How to open the processes drilldown for a Windows Server connection
- Direct your web browser to https://app.spotlightcloud.io. Sign in with your Quest account.
- Ensure the Monitoring tab is to the front.
- Select a Windows Server connection. Select the processes drilldown.
The processes grid shows information for each process running on the Windows Server. To view detailed information about a process, select that process in the grid.
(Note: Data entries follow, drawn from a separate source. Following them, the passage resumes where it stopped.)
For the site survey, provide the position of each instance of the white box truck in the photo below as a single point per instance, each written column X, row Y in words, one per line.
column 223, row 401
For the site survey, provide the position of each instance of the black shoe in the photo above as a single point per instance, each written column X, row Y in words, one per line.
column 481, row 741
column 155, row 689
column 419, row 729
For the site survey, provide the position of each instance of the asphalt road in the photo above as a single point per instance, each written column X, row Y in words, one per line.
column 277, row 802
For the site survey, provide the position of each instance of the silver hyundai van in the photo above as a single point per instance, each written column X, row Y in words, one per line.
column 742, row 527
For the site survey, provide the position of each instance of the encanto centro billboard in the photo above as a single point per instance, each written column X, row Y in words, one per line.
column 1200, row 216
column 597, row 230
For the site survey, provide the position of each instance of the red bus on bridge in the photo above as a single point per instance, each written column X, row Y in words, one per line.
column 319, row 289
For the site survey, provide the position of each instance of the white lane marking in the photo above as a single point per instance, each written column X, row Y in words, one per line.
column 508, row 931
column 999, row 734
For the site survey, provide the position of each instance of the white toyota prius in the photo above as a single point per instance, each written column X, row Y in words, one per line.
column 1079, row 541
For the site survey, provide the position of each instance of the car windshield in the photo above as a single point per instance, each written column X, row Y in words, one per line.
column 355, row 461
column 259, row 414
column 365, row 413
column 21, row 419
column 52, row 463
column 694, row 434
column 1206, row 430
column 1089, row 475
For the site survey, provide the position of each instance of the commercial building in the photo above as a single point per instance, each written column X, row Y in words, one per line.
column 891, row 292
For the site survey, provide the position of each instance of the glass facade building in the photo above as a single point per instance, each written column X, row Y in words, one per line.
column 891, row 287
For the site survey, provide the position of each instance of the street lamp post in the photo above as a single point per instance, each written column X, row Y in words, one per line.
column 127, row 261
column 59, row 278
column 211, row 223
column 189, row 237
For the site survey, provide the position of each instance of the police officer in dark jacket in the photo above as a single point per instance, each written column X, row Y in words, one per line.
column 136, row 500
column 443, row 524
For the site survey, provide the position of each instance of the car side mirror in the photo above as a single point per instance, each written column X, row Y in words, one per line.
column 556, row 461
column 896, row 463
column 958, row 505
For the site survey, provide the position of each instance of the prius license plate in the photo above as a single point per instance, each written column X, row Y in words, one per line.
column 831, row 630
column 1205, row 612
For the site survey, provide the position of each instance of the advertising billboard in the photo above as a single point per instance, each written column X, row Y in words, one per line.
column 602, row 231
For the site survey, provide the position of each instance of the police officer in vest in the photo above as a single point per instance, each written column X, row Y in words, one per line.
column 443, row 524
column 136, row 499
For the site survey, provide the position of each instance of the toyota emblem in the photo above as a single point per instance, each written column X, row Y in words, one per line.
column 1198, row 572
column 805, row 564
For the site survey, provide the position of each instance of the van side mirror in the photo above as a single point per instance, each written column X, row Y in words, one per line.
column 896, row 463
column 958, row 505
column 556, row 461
The columns of the processes grid are:
Process name
The image name of the application itself. This can be used as a parameter in system programs, such as the TASKKILL.EXE command on Windows systems.
PID
The Process ID. This is individual for all currently running processes across the system. This can be used as a parameter in system programs, such as the TASKKILL.EXE command on Windows systems.
%CPU
The percentage of CPU time that the program is currently consuming. This is an instantaneous result.
Mem usage
The current size of the working set of the process.
VM size
The current memory allocated to this process that cannot be shared with other processes.
Elapsed time
How long it has been since the program was started.
Handles
The overall number of resources that the program currently has open. A handle is a value used to uniquely identify a resource so that a program can access it.
Page faults
An instantaneous view of how many page faults are occurring for the program.
IO
The number of I/O accesses (such as hard disk reads and writes and memory reads and writes) being performed by the process.
User
The percentage of CPU time that the program is currently consuming in user mode. (User mode is a restricted processing mode designed for applications, environment subsystems, and integral subsystems).
Address space
The current size of the total address space of the process.
Note: A process is limited to 2GB of address space no matter how much free RAM may be available.
IO data
The rate at which the process is reading and writing megabytes in all its I/O operations.
IO other
The rate at which the process is issuing megabytes to I/O operations that do not involve data (control operations, for example).
IO read
The rate at which the process is reading megabytes from I/O operations.